I always thought that the longest day was always on 21st June but today I was put right by one of my lovely lady customers who has been around since the longest day was first invented. Apparently, in a leap year (which this year happens to be) the longest day is brought forward to 20th June. So Neolithic Man must have had to have a good look in his diary to make sure he was up and about and aligning planets with stones on the right morning.
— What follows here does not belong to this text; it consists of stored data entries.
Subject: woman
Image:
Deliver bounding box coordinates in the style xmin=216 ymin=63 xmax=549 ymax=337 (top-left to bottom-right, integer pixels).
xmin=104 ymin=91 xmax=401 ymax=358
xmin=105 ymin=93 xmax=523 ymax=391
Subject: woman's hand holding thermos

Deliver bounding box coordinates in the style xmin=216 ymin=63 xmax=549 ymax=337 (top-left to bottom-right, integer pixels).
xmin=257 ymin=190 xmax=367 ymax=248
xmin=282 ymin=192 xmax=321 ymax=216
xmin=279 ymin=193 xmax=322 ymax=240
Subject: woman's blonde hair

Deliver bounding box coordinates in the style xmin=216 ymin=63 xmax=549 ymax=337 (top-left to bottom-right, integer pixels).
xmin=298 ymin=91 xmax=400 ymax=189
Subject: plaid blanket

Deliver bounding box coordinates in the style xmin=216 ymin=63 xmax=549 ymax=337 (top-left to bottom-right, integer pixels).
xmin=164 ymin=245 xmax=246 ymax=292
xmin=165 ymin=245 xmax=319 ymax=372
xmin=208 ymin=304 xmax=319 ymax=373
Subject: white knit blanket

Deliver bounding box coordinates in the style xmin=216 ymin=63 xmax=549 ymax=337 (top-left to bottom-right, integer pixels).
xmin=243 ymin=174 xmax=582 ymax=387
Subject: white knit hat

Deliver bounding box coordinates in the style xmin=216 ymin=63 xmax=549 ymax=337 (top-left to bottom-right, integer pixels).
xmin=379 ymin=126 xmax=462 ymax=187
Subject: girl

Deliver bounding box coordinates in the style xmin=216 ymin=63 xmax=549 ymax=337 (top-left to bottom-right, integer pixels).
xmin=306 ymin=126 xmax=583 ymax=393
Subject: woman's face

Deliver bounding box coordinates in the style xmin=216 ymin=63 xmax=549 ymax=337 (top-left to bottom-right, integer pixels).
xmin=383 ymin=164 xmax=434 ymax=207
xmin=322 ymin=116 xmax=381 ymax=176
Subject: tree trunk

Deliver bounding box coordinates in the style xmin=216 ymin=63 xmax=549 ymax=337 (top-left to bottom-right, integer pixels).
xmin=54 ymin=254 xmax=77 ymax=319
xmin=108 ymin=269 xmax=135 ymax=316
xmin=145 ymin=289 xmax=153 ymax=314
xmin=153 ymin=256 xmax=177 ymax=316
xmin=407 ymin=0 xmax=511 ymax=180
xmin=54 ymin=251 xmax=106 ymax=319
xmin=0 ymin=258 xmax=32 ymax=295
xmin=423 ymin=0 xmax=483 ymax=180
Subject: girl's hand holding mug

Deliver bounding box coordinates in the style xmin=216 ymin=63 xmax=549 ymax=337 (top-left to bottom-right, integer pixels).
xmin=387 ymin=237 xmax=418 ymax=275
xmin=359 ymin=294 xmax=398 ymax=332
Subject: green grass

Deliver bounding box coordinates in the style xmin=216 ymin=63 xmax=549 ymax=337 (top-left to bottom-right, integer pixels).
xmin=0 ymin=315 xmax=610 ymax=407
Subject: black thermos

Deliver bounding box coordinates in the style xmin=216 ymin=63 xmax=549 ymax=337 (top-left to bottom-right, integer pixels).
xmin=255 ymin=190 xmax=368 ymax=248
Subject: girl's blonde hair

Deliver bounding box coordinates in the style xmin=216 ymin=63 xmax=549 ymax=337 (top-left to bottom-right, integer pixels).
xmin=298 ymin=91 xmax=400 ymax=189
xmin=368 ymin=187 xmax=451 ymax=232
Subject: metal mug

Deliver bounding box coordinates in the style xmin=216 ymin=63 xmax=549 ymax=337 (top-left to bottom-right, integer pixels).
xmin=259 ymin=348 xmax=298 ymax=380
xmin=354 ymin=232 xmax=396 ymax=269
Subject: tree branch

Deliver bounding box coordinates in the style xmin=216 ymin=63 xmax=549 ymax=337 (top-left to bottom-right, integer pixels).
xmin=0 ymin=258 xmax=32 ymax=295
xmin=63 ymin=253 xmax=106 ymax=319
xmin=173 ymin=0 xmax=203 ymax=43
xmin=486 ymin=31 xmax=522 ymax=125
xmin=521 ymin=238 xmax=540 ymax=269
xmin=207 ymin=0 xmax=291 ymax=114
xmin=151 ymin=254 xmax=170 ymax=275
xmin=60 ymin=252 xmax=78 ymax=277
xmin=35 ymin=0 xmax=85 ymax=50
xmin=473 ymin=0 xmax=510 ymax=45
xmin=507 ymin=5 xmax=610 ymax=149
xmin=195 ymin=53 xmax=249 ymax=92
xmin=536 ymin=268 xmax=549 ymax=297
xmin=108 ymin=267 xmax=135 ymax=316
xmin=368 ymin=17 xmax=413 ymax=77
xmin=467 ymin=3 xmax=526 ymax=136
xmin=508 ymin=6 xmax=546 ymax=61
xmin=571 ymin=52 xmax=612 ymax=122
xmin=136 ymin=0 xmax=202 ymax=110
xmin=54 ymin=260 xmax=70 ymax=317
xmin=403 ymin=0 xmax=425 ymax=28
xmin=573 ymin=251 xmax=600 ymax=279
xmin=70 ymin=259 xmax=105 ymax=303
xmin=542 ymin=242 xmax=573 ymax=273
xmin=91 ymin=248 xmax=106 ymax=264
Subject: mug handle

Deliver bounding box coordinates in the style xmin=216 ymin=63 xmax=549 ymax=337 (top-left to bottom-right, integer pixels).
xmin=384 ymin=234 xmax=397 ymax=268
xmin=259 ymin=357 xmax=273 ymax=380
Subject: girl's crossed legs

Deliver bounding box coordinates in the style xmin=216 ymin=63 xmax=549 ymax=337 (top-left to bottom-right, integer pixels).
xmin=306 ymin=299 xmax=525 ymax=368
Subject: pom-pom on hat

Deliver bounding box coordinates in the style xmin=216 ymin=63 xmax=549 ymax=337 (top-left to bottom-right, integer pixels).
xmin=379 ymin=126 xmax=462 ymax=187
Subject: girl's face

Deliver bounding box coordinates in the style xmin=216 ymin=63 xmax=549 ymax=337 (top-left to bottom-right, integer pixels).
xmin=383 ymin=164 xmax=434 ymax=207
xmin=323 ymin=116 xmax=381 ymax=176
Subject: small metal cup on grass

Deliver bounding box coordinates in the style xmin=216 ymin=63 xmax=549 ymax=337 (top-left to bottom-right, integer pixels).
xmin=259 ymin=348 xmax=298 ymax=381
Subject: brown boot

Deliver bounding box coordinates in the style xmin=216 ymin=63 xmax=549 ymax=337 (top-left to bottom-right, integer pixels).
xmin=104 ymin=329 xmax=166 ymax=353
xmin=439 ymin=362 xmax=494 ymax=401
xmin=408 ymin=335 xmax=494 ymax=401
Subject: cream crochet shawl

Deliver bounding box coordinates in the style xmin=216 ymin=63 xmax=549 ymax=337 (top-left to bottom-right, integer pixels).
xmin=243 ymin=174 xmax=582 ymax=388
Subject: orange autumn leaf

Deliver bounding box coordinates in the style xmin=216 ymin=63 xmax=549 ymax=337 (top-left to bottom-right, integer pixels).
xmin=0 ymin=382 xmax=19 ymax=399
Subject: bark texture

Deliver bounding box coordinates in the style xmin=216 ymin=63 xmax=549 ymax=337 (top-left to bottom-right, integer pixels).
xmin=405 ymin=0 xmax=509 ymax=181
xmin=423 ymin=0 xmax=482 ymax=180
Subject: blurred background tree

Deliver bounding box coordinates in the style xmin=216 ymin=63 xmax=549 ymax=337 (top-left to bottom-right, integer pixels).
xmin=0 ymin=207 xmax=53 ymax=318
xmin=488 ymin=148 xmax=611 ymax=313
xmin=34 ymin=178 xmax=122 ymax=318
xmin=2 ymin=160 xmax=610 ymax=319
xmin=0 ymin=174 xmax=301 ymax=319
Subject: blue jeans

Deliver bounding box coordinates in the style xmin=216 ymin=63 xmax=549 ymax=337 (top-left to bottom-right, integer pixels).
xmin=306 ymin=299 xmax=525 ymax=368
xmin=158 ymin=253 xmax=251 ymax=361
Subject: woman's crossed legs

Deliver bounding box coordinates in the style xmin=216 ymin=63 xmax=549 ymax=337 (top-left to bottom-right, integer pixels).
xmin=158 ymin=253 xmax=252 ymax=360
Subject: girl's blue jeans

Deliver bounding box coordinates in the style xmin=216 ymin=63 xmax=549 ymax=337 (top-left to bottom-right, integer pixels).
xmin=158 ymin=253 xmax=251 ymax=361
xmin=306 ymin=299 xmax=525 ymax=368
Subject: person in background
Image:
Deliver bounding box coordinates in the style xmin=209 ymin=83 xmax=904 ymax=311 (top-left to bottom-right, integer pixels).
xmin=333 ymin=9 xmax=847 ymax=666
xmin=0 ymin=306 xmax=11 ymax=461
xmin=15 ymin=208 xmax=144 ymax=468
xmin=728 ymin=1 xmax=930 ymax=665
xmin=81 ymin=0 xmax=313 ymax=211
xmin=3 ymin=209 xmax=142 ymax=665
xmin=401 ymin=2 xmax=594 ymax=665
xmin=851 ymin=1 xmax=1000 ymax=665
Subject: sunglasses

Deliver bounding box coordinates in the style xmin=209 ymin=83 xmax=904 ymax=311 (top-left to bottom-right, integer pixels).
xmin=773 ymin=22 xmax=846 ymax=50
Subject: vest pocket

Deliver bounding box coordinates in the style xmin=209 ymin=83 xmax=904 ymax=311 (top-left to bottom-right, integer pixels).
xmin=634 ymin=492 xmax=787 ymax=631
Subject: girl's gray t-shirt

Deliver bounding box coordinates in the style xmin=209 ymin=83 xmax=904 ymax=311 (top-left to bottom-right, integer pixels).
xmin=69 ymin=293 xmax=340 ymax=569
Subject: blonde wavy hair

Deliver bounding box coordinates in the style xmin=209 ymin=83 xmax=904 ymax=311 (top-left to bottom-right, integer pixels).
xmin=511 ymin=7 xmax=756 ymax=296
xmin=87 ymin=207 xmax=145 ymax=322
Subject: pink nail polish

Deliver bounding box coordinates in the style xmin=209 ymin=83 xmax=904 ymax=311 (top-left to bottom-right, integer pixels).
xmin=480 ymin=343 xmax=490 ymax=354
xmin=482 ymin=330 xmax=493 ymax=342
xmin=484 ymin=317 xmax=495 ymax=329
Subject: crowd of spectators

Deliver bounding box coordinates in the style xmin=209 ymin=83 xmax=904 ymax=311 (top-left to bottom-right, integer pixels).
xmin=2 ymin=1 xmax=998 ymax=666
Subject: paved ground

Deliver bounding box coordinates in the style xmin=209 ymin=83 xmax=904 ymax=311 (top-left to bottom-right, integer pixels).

I wonder what else he had written in there . . . dentist, mum’s birthday, take sabre tooth tiger to vet, winter solstice, cave insurance due, etc.
The longest day, funnily enough, is six months on from the shortest day and the semi anniversary of the launch of this magnificent blog back in December 2011. I never imagined that it would grow into such a monster . . . as Shilpa Shetty said to the Pandit. Its overwhelming success is all down to the undying support my adoring readers, so thank you Rose, Rig, Lesley and all the blokes on Death Row (not Heathrow) who have nothing else to do but read this and take comfort from my words.
And just as I did on the shortest day, today I travelled to Bath to see my extremely lovely friend, Peggy. While I was sculpting her pedal calluses into a full scale model of the Battle of Trafalgar she told me about her recent cruise around biblical sites of the Western Mediterranean . . . the sequel to her previous cruise around the biblical sites of the Eastern Mediterranean. Wherever next, I wonder.
The thing about Peggy is that she absolutely oozes enthusiasm for everything she ever sees or does and she relived every moment of her trip with passion as she told me about her adventures in exotic places like Cadiz and the Isle of Elba, and her visits to hidden treasures like aristocratic Italian gardens and the seat of learning of ancient Portuguese seafarers.
She is 75 years old and has terminal wanderlust. She reckons her eyes are failing and her years of travel are fast running out, but she loves to recount her memories and hear about where I have been too. She fuels my own enthusiasm and I can confidently say that, as long as she’s around to listen, I’ll want to talk to her about the big wide world.
During one of her days at sea in the Mediterranean she saw a spout from a whale. Standing nearby on the deck of the small cruise ship was the travel company’s on board naturalist. She asked him what sort of whale it had been.
“It was Peggy’s whale” he replied, and although I wasn’t there I know exactly what he meant.